近くにいたオレゴランは同じような結晶を背中にくっつけていたわ。私はフルーツをあげてそっとツルハシで掘ってみた。土から出ていた結晶と違い、こっちはポロッと採ることができた。


「先生、こっちはすぐに採ることができました」


「あぁ。きっと純度が違うんだろうね。これで剣を作るのが楽しみだ」


「先生は鑑定を持っているのですか?」


「精度はかなり低いけれど鑑定は出来るよ」


「先生が鑑定を使えるとは知りませんでした」


「まぁ、滅多な事では使わないからね」


 オレゴランにいくつか素材を分けてもらって私達は満足の内に村に帰った。


「先生、武器を作るのが楽しみですね!」


「あぁ。今すぐにでも王都に帰りたいくらいだ」



 翌日は鉱山見学となった。鉱山の中には入れないので見学だけになる。鉱山で働く人達と話をしてみたけれど、特に不満があるわけでもなく、不正があることもなかったわ。村の子供たちも特に気になる子供はいなかった。


「ロア、明日からは移動だ。今回は討伐する魔獣もいないので馬車での移動になる」


「先生、分かりました」


そうやっていくつかの村を見て回った。



 そんなある日、王宮からの招待状が私やアレン先生の元に届いた。


「今年もそんな季節になったんですね」


「あぁ、そろそろ帰らないといけないな。ロアもドレスを作らないといけないんじゃないか?」


「え?私は出席する予定はありませんよ?」


「どうやらそうはいかないらしい。団長からの命令だ」


先生の手から渡された一枚の指令書。私も出席するようにとだけ書かれている。


チッ。


なんだかんだで毎回王宮の舞踏会に参加している気がするわ。


「まぁ、出席したくないのは分かるが、そろそろ一旦王都に戻る時期だ。荷物も増えてきただろう?」


「そうですね。団長命令なら仕方がありません。父にも帰ると魔法便を出しておきます」


 そして村で出ている魔獣討伐を全て終わらせてから王都に帰る準備をする。ここまで村々を回ってみたけれど、スカウトしたいほどの人材はあまり居なかったわ。騎士団に推薦した子が一人いただけ。中々いないものなのね。

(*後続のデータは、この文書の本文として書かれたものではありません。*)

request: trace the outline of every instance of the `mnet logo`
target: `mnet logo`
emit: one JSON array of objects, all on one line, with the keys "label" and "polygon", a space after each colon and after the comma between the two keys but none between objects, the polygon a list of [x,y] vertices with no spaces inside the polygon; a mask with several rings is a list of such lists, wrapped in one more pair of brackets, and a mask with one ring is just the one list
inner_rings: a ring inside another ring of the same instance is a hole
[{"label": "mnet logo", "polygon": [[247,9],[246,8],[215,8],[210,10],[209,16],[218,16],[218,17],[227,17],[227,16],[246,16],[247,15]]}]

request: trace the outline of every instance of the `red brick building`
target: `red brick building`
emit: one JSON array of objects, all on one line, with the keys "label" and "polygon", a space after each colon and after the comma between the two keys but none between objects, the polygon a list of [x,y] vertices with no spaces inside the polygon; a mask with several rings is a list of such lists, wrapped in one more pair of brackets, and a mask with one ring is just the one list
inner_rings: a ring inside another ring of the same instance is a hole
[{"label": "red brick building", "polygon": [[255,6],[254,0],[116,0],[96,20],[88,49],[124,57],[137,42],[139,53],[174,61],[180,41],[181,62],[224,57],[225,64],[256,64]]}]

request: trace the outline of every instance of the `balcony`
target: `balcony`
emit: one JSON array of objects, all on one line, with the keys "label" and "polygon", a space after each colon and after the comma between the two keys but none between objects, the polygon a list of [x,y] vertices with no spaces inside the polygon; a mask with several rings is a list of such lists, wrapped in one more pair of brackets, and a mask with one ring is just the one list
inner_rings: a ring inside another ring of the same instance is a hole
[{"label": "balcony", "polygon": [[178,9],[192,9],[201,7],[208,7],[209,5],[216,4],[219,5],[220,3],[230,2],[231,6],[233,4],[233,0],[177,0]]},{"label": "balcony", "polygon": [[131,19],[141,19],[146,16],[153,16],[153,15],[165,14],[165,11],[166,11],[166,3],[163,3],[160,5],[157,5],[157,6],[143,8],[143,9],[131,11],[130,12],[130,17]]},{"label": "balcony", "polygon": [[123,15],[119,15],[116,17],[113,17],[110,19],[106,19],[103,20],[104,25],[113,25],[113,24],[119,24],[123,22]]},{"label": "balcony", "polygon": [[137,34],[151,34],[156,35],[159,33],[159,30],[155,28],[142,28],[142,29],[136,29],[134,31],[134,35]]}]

 私達は村の外に出て人気の無い所で魔道具を取り出す。王都から出て討伐で貯めた魔石をここで一気に使い切るのは勿体ないと思いながら魔道具に取り込んでいく。


「あぁ、折角の魔石。さようなら魔石」


「何言ってんだか」


先生は呆れた顔で見ている。


「先生、感傷に浸っているんですよ?一応」


先生と私は魔道具に魔力を流し、光に包まれた。


「……只今戻りました」


「お帰り。アレン、ロア。今回の旅は面白かったかな?」


団長は書類から視線を外すことなく聞いてきた。


「まぁまぁですね。いい人材もいなかったですよ?」


「いい素材は見つけてきたそうじゃないか」


 アレン先生はいくつかの鉱物を取り出して説明する。私も緑の鉱物といくつかの鉱物を提出したわ。

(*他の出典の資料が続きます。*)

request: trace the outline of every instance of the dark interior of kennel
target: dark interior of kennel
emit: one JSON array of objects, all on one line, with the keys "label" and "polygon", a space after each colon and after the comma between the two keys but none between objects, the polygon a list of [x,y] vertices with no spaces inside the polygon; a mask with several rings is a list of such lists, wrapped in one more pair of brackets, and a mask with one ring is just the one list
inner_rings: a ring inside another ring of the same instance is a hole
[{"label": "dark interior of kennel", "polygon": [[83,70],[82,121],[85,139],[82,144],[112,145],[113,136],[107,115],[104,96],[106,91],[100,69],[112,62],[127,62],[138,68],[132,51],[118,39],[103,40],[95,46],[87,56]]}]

「ふむ。ではこの鉱物を魔術師棟に送る。この間の報告書を読んでずっと現物が欲しいと言っていたのでな。あと、舞踏会の衣装を家で準備してもらうように。今日はもう帰っていいぞ」


ジェニース団長はそう告げた。私もアレン先生も今日の分の報告書を出してから早めに帰宅する事にしたわ。


「アレン先生、お疲れ様でした」


「あぁ、ロア。ではまた明日」


 先生とは王宮の外で別れて私はそのまま武器屋へと向かった。先生はこのままどこか寄る所があるらしい。


「マージュさんお久しぶりです」


「あら、マーロアじゃないか。久しぶりだね。今日はどうしたんだい?」


 私は早速リュックからあの鉱物を取り出す。買った物と採掘してきた物ね。


「マージュさん、実は、これを鉱山から採掘してきたんですよね。とってもいい素材だと言われたのですが、剣に出来ますか?」


マージュさんは先ほどの笑顔は一瞬にして消え去り、真剣な顔で鉱物をじっくり調べていく。

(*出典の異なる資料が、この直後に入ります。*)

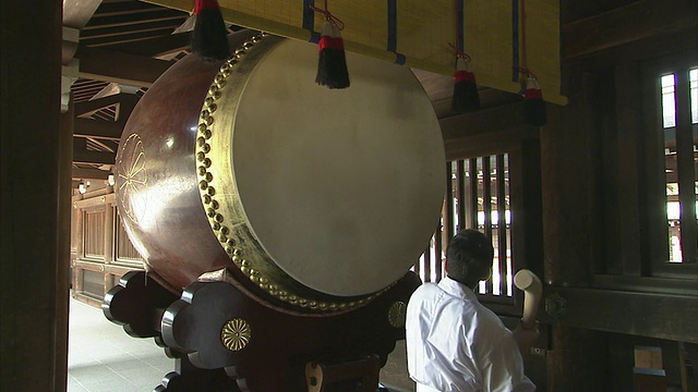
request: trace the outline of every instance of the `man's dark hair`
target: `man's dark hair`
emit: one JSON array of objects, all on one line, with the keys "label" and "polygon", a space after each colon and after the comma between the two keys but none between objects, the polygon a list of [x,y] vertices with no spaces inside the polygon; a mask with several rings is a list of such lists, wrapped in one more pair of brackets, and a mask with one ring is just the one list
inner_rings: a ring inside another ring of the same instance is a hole
[{"label": "man's dark hair", "polygon": [[490,275],[494,248],[492,241],[477,230],[461,230],[448,243],[448,277],[474,284]]}]

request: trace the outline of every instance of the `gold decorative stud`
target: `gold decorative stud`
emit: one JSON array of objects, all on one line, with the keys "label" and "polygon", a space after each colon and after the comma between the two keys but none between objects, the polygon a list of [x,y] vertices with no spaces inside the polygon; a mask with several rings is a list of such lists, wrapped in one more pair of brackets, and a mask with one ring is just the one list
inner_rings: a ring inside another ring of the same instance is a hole
[{"label": "gold decorative stud", "polygon": [[248,321],[236,318],[226,322],[220,330],[220,341],[230,351],[240,351],[250,343],[252,329]]}]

「マーロア、これ、どうしたんだい。凄いじゃないか!」


「えぇ。良いものを持ってきたの。この鉱物でファルスの剣を作って貰いたいの。こっちにある分で私の剣も欲しいわ。出来そう?」


「うーん、そうさね。普通の街で売られている剣なら数日で作りあげるけれど、これはもっと丁寧に作りたいね。三週間は欲しい所だね。こっちの鉱物も中々にいいから同じくらいの期間が欲しい」


 私はファルスの剣を先に作って貰うことにしたわ。そして掛かった費用はというと、うん。私の給料半年分ね。鉱物を持ち込んだ分かなり安くなったけれど、それでも高いわ。費用は待ってくれるみたい。


マージュさんに先に一月分を渡してから邸に戻った。あーあ。スッカラカンよ。鉱物買った時もかなりの出費だったけれどね。でも、こればかりは仕方がない。きっとファルスは喜んでくれるわよね。


団長になった時のお祝いとして剣をプレゼントしてあげたいの。どんな剣になるかしら。ウキウキしながら邸へと向かった。